# Is the forum partnered with Viglink?



## sigma1914

I was reading a post HERE and noticed the word 'Satellite' had a link embedded. When I rolled the mouse over it, a little window appeared to buy satellite equipment on ebay. It indicated it was powered by Viglink.

Is this the forum or my PC/browser?


----------



## RACJ2

I don't see that, so maybe its your browser. Although after further review, I see a link on the word eBay in your post that takes me to eBay.


----------



## SayWhat?

I don't see it. I've seen similar on other boards, but not here.


----------



## P Smith

Doesn't look as it done by the forum's vB - I see noting in FF+ABP from that page


----------



## sigma1914

RACJ2 said:


> I don't see that, so maybe its your browser. Although after further review, I see a link on the word eBay in your post that takes me to eBay.

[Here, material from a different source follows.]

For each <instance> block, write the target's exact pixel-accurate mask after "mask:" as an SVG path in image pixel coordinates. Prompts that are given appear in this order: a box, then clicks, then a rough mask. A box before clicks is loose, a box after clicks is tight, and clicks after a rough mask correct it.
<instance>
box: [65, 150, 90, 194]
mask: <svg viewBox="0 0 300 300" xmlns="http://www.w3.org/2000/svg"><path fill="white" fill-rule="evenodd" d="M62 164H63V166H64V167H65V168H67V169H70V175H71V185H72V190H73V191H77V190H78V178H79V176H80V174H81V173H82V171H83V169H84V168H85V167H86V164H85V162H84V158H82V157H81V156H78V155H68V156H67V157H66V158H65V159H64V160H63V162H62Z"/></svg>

Yeah, I see that too, but didn't add it. What's it say when you hover over ebay? Mine says, "Link added by VigLink."


----------



## RACJ2

It says "Link added by VigLink". I turned off my Adblock from my browser, thats when I saw that. Now that its off, I see the Satellite link as well.


----------



## Laxguy

I posted about this yesterday in another thread, where I wrote "iPad2" and it came up with a link to eBay, and when I posted the word "eBay" in a followup post, there was a link to their home page.

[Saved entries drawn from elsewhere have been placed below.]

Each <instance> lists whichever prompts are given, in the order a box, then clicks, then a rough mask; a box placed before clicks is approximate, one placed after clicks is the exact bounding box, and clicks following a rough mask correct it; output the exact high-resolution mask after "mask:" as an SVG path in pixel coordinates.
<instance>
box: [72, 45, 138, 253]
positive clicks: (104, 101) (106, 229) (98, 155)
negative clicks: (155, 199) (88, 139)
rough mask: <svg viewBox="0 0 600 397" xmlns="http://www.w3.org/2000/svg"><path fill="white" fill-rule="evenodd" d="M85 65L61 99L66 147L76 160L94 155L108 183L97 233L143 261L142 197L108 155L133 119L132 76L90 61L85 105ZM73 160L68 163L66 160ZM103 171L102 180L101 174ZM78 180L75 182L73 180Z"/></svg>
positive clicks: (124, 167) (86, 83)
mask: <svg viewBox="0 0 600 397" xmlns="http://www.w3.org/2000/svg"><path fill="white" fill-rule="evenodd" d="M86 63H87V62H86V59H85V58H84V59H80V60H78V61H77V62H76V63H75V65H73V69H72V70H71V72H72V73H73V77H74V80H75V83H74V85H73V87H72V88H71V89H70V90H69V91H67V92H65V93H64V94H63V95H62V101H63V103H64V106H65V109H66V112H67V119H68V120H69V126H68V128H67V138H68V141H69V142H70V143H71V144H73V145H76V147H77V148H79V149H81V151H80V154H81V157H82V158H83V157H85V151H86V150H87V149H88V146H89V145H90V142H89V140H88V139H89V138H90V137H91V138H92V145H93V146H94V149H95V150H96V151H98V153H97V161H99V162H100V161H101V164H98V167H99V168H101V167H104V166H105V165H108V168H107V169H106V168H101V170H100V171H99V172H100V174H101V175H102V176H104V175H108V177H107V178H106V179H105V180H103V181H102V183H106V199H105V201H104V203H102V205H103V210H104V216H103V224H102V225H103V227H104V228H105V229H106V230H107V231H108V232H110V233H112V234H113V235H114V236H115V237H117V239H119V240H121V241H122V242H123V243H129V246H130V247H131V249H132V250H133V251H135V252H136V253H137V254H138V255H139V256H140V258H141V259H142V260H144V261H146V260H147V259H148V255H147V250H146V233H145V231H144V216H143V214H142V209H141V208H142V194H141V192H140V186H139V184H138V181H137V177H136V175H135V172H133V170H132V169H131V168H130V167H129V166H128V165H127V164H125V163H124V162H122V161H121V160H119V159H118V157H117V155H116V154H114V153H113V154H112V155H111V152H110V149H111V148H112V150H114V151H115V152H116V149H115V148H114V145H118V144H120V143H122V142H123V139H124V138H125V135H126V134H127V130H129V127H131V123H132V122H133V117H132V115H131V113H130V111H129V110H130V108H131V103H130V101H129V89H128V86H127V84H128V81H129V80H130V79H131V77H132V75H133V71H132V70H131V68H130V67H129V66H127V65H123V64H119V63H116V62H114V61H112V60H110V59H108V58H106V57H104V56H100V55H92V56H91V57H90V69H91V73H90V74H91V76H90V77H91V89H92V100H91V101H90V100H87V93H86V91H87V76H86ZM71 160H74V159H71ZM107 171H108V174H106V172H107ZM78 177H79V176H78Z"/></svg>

I'm using Chrome onna Mac.


----------



## SayWhat?

RACJ2 said:


> It says "Link added by VigLink". I turned off my Adblock from my browser, thats when I saw that. Now that its off, I see the Satellite link as well.


Yup, blocked by AdBlockPlus:



Code:


||viglink.com^$third-party

http://cdn.viglink.com/api/vglnk.js

Well, at least your PC isn't contaminated.


----------



## trh

sigma1914 said:


> I was reading a post HERE and noticed the word 'Satellite' had a link embedded. When I rolled the mouse over it, a little window appeared to buy satellite equipment on ebay. It indicated it was powered by Viglink.
> 
> Is this the forum or my PC/browser?


What I found interesting is in the link you referenced, satellite is spelled wrong.


----------



## SayWhat?

Don't they usually cover common misspellings like some do in URLs and on-line auctions?


----------



## sigma1914

trh said:


> What I found interesting is in the link you referenced, satellite is spelled wrong.

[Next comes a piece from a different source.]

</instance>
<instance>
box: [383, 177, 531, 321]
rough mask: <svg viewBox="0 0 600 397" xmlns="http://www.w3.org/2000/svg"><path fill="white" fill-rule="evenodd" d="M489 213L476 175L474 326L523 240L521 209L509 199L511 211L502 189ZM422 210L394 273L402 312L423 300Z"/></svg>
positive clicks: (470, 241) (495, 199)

:lol: The VigLink it directs to has the misspelled word, too. http://www.ebay.com/itm/ws/eBayISAPI.dll?ViewItem&item=360401774631+&catId=267&item=360401774631


----------



## David Bott

Hey Guys...

We are using Viglinks on the site in order to maybe drive some a little more revenue. Been using on AVSForum for some time with very good success and some nice deals found. 

In any case, I did not forgot about the fact that some people do not like it, so if you go into the USERCP and click on "Edit Your Details", at the bottom of that page you will see two new options that can control this setting. The first one if to shut them off for you seeing them and the second is to omit your posts from being word linked. While the first one is no biggie, kind of think about the second one as it does help to support the site being able to word link. 

Thanks all.


----------



## sigma1914

Thanks, Mr. Bott, for the clarification.


----------



## David Bott

Sure thing.


----------



## Drucifer

sigma1914 said:


> Thanks, Mr. Bott, for the clarification.


With getting FFv8 the other day, I thought it was that.


----------